View PostMatthias Malthias, on 20 December 2014 - 07:09 AM, said:

This topic is nothing new. But it does say something about the potential for change if we have been using the same broken system for nigh on 3 years.

Heat and dissipation thereof has been one of the primary issues of this game since weapon firing rates were doubled; yet dissipation was kept the same. The current implementation is extremely problematic; both from a build variety point of view and most importantly, from a new player experience point of view. The fact of the matter is that if you want to build a mech that actually works in the current game, you must run Double Heat Sinks.
  • Canon variants mounting single heatsinks are almost entirely paper tigers. The AWS-8Q running the stock build is utterly incapable of dissipating its heat - you cannot fire any more than 1 single PPC without building heat. Yet, observe its heatcap: 58.00 - you can alpha strike with all 3 PPCs, wait 2 seconds, then alpha strike again to overheat. 60 pinpoint damage output is absolutely insane - you just have to wait a "mere" 20 seconds to do it again.
  • In-Engine heatsinks being "true dubs" - 0.2 dissipation times 10 once 250 engine rating has been reached are the most slot efficient source of dissipation.
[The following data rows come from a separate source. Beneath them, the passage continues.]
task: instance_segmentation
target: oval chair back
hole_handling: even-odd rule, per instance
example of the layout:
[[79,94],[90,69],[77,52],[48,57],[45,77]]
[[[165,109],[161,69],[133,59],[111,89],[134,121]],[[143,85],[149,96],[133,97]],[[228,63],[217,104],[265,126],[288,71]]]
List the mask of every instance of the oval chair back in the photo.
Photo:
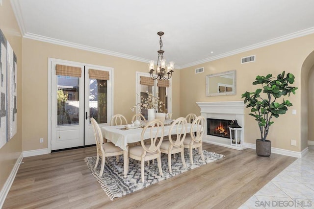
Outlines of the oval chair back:
[[144,122],[145,122],[145,123],[146,123],[146,119],[145,119],[145,117],[144,116],[143,116],[143,115],[142,115],[142,114],[135,114],[134,116],[133,116],[132,117],[132,119],[131,120],[131,121],[132,122],[134,122],[134,121],[135,121],[136,120],[138,120],[140,122],[141,122],[141,124],[142,124],[141,121],[144,121]]
[[200,116],[193,121],[191,126],[191,138],[195,142],[201,141],[204,134],[204,125],[205,118],[204,116]]
[[197,116],[194,113],[190,113],[185,117],[185,119],[187,121],[187,122],[189,123],[192,123],[195,119],[196,119]]
[[158,119],[150,121],[144,127],[141,134],[141,145],[146,152],[160,152],[164,133],[163,123]]
[[186,135],[187,123],[186,119],[183,117],[179,117],[172,123],[168,136],[169,142],[174,147],[179,147],[183,143]]

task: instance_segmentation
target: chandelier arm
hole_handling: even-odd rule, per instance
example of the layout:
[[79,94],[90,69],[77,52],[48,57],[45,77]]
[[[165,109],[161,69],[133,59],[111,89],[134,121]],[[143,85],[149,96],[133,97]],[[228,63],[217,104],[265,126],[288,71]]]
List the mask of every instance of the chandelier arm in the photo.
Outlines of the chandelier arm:
[[163,45],[162,44],[162,39],[161,39],[161,36],[160,36],[160,38],[159,40],[159,45],[160,46],[160,50],[161,50],[161,48],[163,46]]

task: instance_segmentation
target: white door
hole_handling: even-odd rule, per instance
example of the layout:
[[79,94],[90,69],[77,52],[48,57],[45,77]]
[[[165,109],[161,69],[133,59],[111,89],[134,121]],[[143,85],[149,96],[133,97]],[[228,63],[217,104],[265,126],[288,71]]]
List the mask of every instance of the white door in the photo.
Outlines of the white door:
[[107,124],[112,112],[112,82],[91,79],[89,72],[90,69],[106,70],[109,75],[112,69],[60,60],[50,62],[51,150],[94,144],[90,117],[100,126]]

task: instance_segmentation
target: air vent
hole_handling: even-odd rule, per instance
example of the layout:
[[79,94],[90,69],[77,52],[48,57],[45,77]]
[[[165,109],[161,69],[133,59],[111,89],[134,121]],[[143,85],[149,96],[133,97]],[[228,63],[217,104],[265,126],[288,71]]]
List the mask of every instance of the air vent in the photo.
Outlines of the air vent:
[[241,64],[250,63],[252,62],[255,62],[255,55],[252,55],[241,58]]
[[204,71],[204,67],[197,68],[195,69],[195,74],[200,73]]

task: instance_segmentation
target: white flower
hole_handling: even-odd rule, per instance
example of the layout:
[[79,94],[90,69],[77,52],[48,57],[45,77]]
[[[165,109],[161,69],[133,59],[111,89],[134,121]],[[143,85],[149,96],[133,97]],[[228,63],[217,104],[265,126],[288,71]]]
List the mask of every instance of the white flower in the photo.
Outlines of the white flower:
[[162,106],[164,106],[163,102],[160,100],[160,98],[158,97],[155,96],[148,92],[146,92],[147,93],[147,98],[144,98],[142,96],[141,96],[141,103],[136,104],[136,105],[131,108],[131,109],[134,108],[136,107],[138,107],[139,110],[143,109],[157,109],[159,108],[159,111],[162,112],[160,109]]

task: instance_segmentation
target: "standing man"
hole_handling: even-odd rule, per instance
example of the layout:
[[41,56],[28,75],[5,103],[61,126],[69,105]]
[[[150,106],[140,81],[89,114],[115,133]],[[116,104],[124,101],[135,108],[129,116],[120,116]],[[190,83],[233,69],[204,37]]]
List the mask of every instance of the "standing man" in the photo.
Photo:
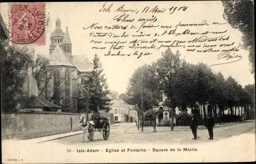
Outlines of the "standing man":
[[208,139],[213,140],[214,139],[214,126],[215,124],[214,119],[211,114],[207,115],[207,129],[209,132],[209,135],[210,138]]
[[191,115],[191,117],[192,117],[192,120],[190,123],[190,129],[192,129],[192,133],[194,135],[193,140],[197,140],[197,129],[198,126],[198,121],[196,118],[195,118],[194,114]]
So much so that using single heatsinks means an additional tonnage burden of 10 tons more of single heatsinks to match dissipation.
  • Heatcaps in this game are out of control. Double heatsinks, providing 40% higher dissipation out of the engine and 40% higher heatcap, make most meta builds hit around 60+ heatcap on average. It promotes massive alpha striking. Mechs that should theoretically be unable to alpha strike can do so. Sometimes, and especially now with the quirk system, do so 2-3 times
  • The result is hugely decreased time to kill and a massive emphasis on pinpoint, frontloaded damage; then veering off to cool down. Zero weapon convergence time doesn't help. The hardpoints system with no limitation of the number of slots a weapon takes up also doesn't help. A Ballistic mounting that would hold a machinegun in the TRO (Technical Read Out) can just as easily hold an AC/20.
Consider also the new player experience. A new player, with no mechs to his name; runs a trial mech, with single heatsinks. Let's say, this one. He enters the game, with no real tutorial experience, fires his weapons a few times, and overheats within 20 seconds and dies. With overheating now also causing random internal component damage; this is even worse for the new player; because single heat sink dissipation means he'll be taking heat damage far longer than DHS would let him take. Consider that 3 years into the game we have yet to see, in game, how much heat per second our build dissipates. Instead players have to rely on online tools like smurfy, unofficial, unendorsed and not linked at the login screen to figure out if their build works in the first place. That's utterly stupid.



The current heat system drives imbalance in the form of massive alpha striking, drives down build variety (especially now, post quirks), and drives away new players. It wasn't tenable in 2012 when players spoke up, the situation got worse with the introduction of Clan Mechs, and post Quirkening and all the imbalance that entails, the situation is even more critical.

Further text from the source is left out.